Что отдал - то твоё
– Володя, допиши, пожалуйста, – Лёвина отложила
ручку и, заправив под белоснежную шапочку выбившуюся прядь, загляделась в окно на больничную часовенку.
– Устали? – посочувствовал севший напротив практикант и пододвинул историю болезни.
– Немного. – Алла Ильинична медленно опустила веки, вспоминая ход операции.
Хорошо, что утром свечку поставила. Это сколько ей, хирургу-атеисту, исполнилось, когда она к Богу пришла? Шестьдесят, не меньше. Убедилась: Господь отвечает на молитву и помогает немощным.
Алла Ильинична открыла глаза. Володя, потирая лоб, что-то быстро записывал в карточку. Да не что-то, а ее десятитысячную операцию. Не пора ли остановиться? А то вон как парень деликатничает: раздобыл где-то стул на колесиках и теперь зазывает ее в операционную с поклоном: «Карета подана!» Да, ноги уже подводят. Но руки! Руки такие, как на скульптуре: крепко держат кристалл жизни.
Она перевела взгляд на замысловатую фигуру, что подпирала справочники в книжном шкафу.
Связь возраста и опыта, такая трагичная на деле, раньше казалась Лёвиной почетной.
Когда-то во Втором Московском меде все студенты рвались ассистировать знаменитому академику Петровскому. А он выбрал именно ее. Может, потому что из-под накрахмаленного колпака у нее не выбивалось ни одной волосинки?

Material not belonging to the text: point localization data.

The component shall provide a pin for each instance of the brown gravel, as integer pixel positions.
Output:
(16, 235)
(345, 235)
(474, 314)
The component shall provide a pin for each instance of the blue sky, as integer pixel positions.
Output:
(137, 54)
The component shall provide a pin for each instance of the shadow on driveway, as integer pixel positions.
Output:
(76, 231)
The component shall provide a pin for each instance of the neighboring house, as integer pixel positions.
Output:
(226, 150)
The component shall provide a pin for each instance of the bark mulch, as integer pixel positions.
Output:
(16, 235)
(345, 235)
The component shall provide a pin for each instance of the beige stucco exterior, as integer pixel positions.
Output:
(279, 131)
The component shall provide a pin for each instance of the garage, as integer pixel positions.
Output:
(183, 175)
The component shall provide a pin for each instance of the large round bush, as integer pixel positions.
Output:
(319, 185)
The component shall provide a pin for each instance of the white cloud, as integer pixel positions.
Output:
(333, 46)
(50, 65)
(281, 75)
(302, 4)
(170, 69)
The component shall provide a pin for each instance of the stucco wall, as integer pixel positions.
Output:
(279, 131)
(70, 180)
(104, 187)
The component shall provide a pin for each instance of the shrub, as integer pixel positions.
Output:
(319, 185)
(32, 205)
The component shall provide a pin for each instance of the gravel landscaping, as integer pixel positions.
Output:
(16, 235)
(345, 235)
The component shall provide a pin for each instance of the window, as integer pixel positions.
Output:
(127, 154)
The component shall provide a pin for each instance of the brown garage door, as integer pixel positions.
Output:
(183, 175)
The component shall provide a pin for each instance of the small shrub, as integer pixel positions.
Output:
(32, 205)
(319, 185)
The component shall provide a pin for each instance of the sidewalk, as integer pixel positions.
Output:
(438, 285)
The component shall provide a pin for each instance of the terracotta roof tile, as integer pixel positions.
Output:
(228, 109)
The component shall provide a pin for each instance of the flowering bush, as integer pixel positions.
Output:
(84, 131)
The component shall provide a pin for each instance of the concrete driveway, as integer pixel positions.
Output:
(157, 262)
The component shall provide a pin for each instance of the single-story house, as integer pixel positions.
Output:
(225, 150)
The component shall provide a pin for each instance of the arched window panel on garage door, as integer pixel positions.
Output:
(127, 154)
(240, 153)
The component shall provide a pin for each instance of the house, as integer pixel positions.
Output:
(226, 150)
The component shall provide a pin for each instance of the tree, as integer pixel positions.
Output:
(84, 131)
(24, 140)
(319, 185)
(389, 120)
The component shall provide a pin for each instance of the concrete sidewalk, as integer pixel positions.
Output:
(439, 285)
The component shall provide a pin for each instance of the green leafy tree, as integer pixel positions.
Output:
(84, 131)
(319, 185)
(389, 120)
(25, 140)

На трахеотомии кровь неожиданно брызнула ей лицо.
– Вот я и окрестил вас в хирурги, Дюймовочка, – усмехнулся академик и добавил серьезно: – Назад дороги не будет.
Зазвонил телефон. Володя вскинул голову.
– Я отвечу. – Лёвина сняла трубку: – Регистратура? Не тараторьте. Без записи? Без направления? Иногородний? Что делать? Приму. Зав ругаться будет? Валите все на меня.

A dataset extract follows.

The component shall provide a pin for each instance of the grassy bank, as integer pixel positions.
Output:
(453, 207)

Через минуту дверь распахнулась.
– Лёвина? – вместо приветствия уточнил седовласый мужчина и кивнул в сторону золотых рук на полке: – Видел по телевизору, как вас в Кремле награждали. Помните Степана Рогожина?
– Степку?!
– Я его сын, Иван Степанович, и выполняю последнюю волю отца.
– Последнюю? – растерянно переспросила Алла Ильинична.
– Перед смертью он просил передать вам… – Иван достал из нагрудного кармана фотографию с обломанными краями и положил на стол.
На темном фоне – фигуры двух наездников: в телогрейке и с ружьем – мужская, в полушубке и с санитарной сумкой – женская.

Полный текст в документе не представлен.